Hold-up sur les "banques internes" des multinationales ?

06/03/12 à 20:29 - Mise à jour à 20:29

Source: Trends-Tendances

Parmi les mesures d'économie étudiées de près par le comité ministériel restreint : la "règle de sous-capitalisation", qui cible les véritables "banques internes" mises en place, en Belgique, par certaines multinationales pour gérer les flux de capitaux entre filiales européennes.

Hold-up sur les "banques internes" des multinationales ?

© Image Globe

Il est très peu probable que les travaux de contrôle budgétaire se terminent ce mardi. Il serait dès prévu de poursuivre les travaux mercredi et sans doute aussi jeudi. L'atmosphère est constructive : la longueur des débats est due à leur technicité, disait-on mardi à bonnes sources.

Les vice-Premiers ministres et le ministre du Budget, Olivier Chastel, sont réunis avec le Premier ministre Elio Di Rupo depuis ce mardi matin 10 heures au Lambermont pour poursuivre les discussions budgétaires entamés dimanche. Le gouvernement est à la recherche de quelque 2 milliards d'euros pour limiter le déficit du budget 2012 à 2,8 %, comme prévu.

Coopération universitaire, budget européen

Ce mardi, le comité ministériel restreint s'est surtout consacré aux recettes fiscales et non fiscales. Un accord est intervenu dans ce cadre pour effectivement réaliser 250 millions d'euros d'économie sur les compétences "usurpées", tel que prévu par l'accord de gouvernement, a-t-on appris de bonnes sources.

Une des compétences dont le fédéral n'assumerait plus le financement serait la coopération universitaire dans le cadre de la coopération au développement. Une autre idée qui circule est de demander aux entités fédérées de participer à la contribution de la Belgique au budget européen.
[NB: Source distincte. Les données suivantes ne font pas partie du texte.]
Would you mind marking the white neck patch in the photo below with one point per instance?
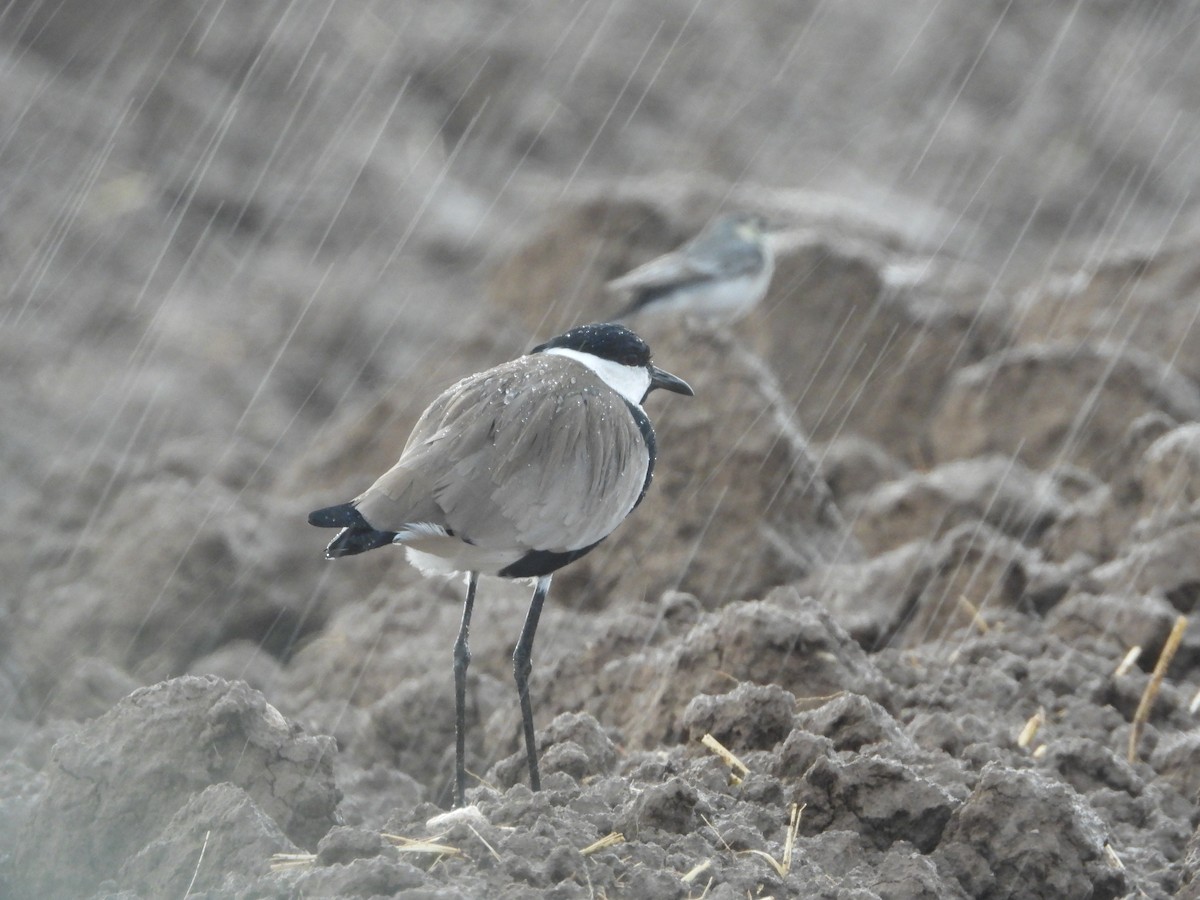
(630, 382)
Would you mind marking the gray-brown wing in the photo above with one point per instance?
(546, 457)
(564, 466)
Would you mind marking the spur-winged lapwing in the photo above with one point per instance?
(718, 276)
(516, 472)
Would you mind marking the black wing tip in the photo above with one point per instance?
(358, 540)
(343, 515)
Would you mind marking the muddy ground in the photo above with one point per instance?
(911, 555)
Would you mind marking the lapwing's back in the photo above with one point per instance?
(537, 454)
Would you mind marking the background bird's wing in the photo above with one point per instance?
(671, 269)
(709, 255)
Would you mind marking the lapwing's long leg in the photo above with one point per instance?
(522, 664)
(461, 660)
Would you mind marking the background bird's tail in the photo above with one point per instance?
(357, 534)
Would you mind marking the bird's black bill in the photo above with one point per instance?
(667, 382)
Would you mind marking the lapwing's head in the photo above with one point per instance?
(619, 357)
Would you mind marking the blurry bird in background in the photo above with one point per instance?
(717, 277)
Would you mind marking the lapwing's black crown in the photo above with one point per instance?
(604, 340)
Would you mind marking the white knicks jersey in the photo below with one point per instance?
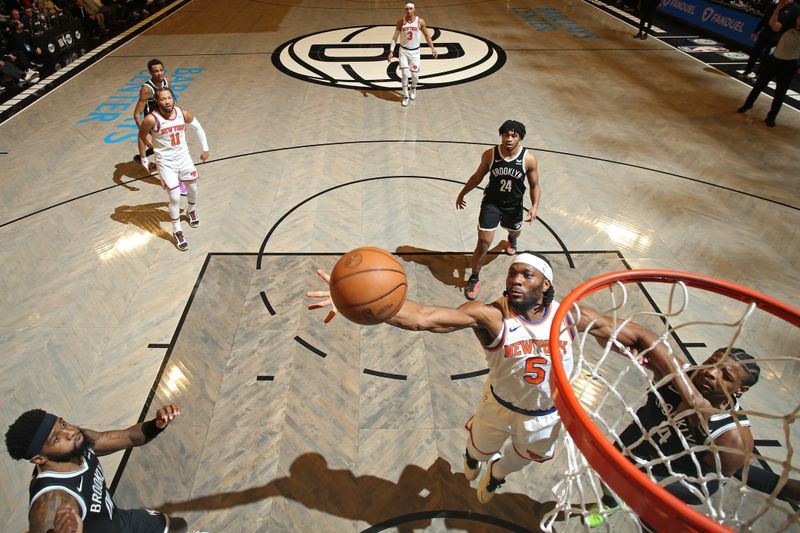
(409, 34)
(519, 359)
(169, 138)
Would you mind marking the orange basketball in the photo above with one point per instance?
(368, 285)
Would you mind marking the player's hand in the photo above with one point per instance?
(530, 216)
(67, 521)
(324, 296)
(166, 415)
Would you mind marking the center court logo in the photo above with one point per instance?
(355, 58)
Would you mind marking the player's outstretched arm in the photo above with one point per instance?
(194, 123)
(415, 316)
(107, 442)
(394, 40)
(144, 96)
(533, 184)
(55, 511)
(476, 178)
(419, 317)
(637, 341)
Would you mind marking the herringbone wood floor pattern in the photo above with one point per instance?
(305, 172)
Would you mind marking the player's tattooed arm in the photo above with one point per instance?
(107, 442)
(51, 513)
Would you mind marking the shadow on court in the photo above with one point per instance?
(451, 270)
(135, 172)
(151, 218)
(407, 505)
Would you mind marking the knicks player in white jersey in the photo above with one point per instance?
(516, 418)
(408, 30)
(166, 127)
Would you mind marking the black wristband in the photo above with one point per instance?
(151, 430)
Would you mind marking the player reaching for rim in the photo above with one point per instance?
(517, 403)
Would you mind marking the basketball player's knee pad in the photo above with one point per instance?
(191, 192)
(175, 203)
(475, 453)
Règle de sous-capitalisation des entreprises

Les ministres ont aussi consacré une longue discussion à la possibilité de déposer un amendement à un article de la loi-programme actuellement en discussion en commission à la Chambre. Il vise la règle de sous-capitalisation (thin cap) par laquelle les entreprises qui font partie d'un même groupe ne pourront plus déduire fiscalement les intérêts sur des emprunts contractés auprès d'autres membres du groupe pour la partie supérieure à cinq fois les fonds propres de la société.

Cette mesure de lutte antifraude a provoqué le mécontentement de certains groupes internationaux américains qui ont menacé de quitter la Belgique si cette disposition était votée. Or, de nombreuses sociétés américaines ont établi en Belgique des "banques internes" qui gèrent des flux de capitaux entre filiales européennes. Leur départ pourrait entraîner celui d'autres activités souvent associées.
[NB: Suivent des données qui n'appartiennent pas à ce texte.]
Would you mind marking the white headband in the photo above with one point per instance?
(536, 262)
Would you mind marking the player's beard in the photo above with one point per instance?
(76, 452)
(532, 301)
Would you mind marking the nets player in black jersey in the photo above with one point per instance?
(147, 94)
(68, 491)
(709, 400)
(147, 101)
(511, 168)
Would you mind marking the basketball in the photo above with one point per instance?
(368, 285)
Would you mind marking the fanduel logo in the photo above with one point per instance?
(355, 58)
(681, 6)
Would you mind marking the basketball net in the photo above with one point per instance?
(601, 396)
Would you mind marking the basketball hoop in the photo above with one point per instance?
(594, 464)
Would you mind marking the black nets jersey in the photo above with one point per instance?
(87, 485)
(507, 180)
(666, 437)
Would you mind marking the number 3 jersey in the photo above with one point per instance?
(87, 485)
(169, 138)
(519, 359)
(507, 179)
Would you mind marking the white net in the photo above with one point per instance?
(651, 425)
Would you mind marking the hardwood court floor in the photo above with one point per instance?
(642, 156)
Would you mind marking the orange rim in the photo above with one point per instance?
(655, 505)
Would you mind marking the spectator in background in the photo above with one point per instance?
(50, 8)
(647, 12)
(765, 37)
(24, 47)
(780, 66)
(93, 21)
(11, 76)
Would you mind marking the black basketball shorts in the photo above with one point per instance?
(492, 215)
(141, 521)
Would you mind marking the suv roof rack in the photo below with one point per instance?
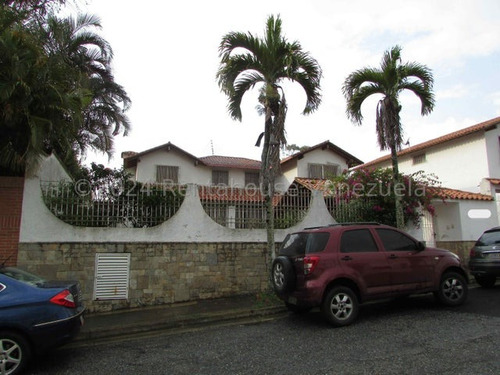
(343, 224)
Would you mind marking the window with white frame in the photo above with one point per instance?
(323, 171)
(252, 178)
(167, 173)
(220, 177)
(418, 159)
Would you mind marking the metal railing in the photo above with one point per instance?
(246, 208)
(138, 207)
(144, 206)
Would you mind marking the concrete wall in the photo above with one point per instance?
(11, 195)
(160, 273)
(457, 220)
(188, 257)
(189, 224)
(459, 164)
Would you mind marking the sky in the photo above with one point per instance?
(166, 58)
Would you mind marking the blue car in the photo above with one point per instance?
(35, 316)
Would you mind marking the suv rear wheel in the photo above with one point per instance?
(340, 306)
(486, 281)
(452, 289)
(282, 275)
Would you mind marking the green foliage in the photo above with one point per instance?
(104, 197)
(370, 194)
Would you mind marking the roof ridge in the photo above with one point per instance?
(441, 139)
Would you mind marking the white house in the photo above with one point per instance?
(172, 164)
(467, 163)
(461, 159)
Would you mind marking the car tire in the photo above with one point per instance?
(15, 353)
(453, 289)
(282, 275)
(486, 281)
(297, 309)
(340, 306)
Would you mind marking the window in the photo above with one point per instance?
(357, 241)
(396, 241)
(220, 177)
(419, 159)
(252, 178)
(167, 173)
(323, 171)
(317, 242)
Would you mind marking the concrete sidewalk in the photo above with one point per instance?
(174, 316)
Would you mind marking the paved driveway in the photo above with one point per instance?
(414, 336)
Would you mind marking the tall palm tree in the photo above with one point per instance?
(267, 62)
(390, 80)
(103, 117)
(58, 92)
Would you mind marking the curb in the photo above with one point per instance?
(194, 320)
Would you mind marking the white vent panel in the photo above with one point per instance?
(112, 272)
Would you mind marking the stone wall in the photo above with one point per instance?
(159, 272)
(461, 248)
(11, 201)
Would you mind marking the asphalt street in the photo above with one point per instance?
(412, 336)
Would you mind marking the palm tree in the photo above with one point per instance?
(390, 80)
(103, 117)
(267, 62)
(58, 92)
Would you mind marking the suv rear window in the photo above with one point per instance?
(489, 238)
(22, 276)
(396, 241)
(304, 243)
(357, 241)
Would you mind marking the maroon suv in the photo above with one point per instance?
(340, 266)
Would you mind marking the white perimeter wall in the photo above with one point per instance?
(189, 224)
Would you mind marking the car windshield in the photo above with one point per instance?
(22, 276)
(489, 238)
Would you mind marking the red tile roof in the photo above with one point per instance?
(230, 162)
(481, 127)
(440, 192)
(327, 145)
(494, 181)
(314, 184)
(231, 194)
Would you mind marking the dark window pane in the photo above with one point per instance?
(357, 241)
(317, 242)
(396, 241)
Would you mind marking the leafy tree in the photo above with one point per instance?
(57, 92)
(247, 61)
(390, 80)
(369, 193)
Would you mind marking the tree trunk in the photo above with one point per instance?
(397, 188)
(268, 188)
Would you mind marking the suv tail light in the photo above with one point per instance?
(64, 298)
(310, 264)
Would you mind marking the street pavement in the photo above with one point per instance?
(167, 317)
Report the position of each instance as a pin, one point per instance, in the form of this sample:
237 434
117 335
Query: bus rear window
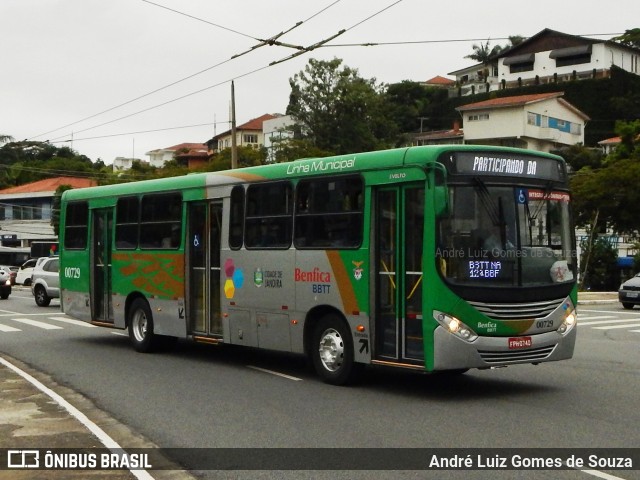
75 229
161 221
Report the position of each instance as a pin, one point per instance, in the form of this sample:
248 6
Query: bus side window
236 217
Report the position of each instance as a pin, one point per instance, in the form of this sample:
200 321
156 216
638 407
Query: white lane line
595 317
598 474
79 323
602 322
36 323
104 438
7 328
278 374
633 325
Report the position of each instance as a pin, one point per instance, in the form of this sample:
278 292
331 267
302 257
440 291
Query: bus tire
332 352
141 326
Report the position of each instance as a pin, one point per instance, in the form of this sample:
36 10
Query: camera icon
23 459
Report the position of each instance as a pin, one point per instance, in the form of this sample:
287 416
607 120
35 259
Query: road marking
104 438
633 325
73 322
602 322
599 474
7 328
598 317
36 323
278 374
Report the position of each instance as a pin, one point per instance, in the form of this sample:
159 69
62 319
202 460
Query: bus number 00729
72 272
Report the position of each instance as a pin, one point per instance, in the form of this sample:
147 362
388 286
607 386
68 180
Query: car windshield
506 236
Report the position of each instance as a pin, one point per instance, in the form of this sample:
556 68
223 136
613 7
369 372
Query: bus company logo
358 271
235 278
316 276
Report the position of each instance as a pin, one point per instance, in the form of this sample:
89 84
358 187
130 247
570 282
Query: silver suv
45 281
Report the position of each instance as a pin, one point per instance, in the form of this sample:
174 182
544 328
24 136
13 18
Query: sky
118 78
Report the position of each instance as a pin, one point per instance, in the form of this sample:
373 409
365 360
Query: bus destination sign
512 165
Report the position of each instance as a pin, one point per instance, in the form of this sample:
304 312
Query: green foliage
340 111
599 264
630 38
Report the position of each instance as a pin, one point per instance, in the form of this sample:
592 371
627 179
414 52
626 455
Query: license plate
520 342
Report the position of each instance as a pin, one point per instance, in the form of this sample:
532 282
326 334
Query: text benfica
315 275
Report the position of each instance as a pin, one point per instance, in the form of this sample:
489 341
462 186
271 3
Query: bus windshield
506 236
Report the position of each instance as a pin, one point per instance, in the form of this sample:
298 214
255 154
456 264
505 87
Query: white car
23 276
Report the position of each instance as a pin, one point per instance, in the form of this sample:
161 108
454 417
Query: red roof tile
515 101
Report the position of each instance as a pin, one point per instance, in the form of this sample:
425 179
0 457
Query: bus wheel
141 326
332 352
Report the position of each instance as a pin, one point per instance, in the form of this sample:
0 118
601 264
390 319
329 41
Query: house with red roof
249 134
542 122
188 154
25 210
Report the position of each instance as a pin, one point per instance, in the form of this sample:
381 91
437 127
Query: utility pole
234 146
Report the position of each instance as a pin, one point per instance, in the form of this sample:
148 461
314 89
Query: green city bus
433 258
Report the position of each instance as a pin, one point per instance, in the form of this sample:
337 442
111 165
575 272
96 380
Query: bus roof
340 164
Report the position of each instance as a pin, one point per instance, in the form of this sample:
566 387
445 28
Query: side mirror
441 201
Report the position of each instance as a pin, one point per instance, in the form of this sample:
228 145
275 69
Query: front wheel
42 299
332 352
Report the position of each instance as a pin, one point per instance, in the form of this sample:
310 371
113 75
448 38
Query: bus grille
516 356
517 311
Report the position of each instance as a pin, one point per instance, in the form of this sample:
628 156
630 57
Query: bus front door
203 243
102 233
398 241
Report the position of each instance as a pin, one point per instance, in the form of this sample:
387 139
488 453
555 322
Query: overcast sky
95 71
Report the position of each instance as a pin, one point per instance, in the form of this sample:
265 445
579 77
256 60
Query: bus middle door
102 233
398 244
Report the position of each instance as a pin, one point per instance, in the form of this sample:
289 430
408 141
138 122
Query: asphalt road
212 397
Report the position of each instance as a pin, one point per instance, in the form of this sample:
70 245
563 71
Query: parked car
13 271
45 281
23 276
629 292
5 283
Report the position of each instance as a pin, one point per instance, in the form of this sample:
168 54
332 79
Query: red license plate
520 342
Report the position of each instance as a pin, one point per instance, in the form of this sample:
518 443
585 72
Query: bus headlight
455 326
570 319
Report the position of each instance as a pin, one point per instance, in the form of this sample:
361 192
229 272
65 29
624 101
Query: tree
338 110
482 52
630 38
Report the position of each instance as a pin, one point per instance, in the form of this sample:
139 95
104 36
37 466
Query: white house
548 57
275 131
540 122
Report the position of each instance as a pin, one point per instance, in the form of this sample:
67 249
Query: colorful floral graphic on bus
159 275
235 278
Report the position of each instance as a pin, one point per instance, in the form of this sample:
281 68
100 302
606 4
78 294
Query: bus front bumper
453 353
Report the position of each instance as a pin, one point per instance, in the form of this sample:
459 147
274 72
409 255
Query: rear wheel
332 352
42 299
141 326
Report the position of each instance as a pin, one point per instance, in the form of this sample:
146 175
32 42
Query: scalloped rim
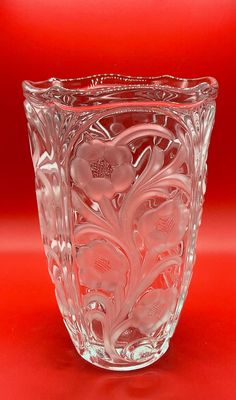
206 84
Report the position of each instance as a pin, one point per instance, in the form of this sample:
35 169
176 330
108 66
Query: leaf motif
154 309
TVA sur les avocats, accises sur le tabac ou l'alcool

Le comité restreint a par ailleurs passé en revue les recettes fiscales et non fiscales possibles, allant de la TVA sur les avocats aux accises sur le tabac ou l'alcool. Il a fait une première sélection qui est maintenant renvoyée à un groupe de travail.

Dans la soirée, les ministres doivent reprendre la discussion sur les dépenses primaires sur lesquelles un groupe de travail s'est penché après les débats de lundi. Tout est sur la table pour arriver au résultat recherché. Il faut maintenant faire la sélection des mesures qu'on retient, commentait un des participants à discussion.
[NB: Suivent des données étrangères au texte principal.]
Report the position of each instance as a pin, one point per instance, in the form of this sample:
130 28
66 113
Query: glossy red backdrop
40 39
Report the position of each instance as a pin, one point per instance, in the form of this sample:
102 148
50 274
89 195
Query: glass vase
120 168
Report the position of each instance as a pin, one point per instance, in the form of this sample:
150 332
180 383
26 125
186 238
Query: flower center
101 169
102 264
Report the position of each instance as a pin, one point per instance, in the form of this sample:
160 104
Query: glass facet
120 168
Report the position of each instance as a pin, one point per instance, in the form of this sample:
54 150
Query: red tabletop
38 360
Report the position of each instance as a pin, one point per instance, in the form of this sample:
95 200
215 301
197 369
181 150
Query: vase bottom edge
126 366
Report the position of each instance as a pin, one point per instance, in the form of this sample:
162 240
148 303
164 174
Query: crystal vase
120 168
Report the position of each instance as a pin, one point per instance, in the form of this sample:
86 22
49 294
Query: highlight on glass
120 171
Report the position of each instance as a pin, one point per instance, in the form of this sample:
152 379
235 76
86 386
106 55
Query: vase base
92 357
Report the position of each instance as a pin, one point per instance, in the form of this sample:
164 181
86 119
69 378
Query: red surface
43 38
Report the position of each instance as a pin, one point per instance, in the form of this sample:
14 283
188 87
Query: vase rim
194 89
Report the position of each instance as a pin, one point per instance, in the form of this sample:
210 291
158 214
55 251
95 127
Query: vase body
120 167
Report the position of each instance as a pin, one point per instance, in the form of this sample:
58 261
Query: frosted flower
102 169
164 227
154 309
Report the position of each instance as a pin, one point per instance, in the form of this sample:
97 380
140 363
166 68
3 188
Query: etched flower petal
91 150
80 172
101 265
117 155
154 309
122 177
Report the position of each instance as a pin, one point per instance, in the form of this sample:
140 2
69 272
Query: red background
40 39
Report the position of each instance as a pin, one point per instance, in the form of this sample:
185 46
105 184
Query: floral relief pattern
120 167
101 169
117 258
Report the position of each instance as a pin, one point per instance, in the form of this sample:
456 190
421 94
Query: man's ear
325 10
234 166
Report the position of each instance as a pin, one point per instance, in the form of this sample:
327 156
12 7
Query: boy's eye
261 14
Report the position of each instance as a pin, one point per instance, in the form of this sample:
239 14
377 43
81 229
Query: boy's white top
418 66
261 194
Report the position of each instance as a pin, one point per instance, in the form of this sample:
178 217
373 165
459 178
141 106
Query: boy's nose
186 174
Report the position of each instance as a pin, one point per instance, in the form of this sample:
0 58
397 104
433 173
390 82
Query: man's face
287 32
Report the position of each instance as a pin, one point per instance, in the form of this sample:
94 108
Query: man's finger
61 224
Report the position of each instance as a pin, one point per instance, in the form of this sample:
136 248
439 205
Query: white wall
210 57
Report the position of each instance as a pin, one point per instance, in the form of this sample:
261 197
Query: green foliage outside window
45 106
A d'autres sources on disait que l'atmosphère est constructive. La longueur des débats est due à leur technicité, ajoutait-on. Il semble que les débats pourraient durer jusqu'à jeudi. Ils se poursuivraient en tout cas mercredi mais plusieurs ministres sont attendus dans des commissions parlementaires, ce qui pourrait freiner les discussions.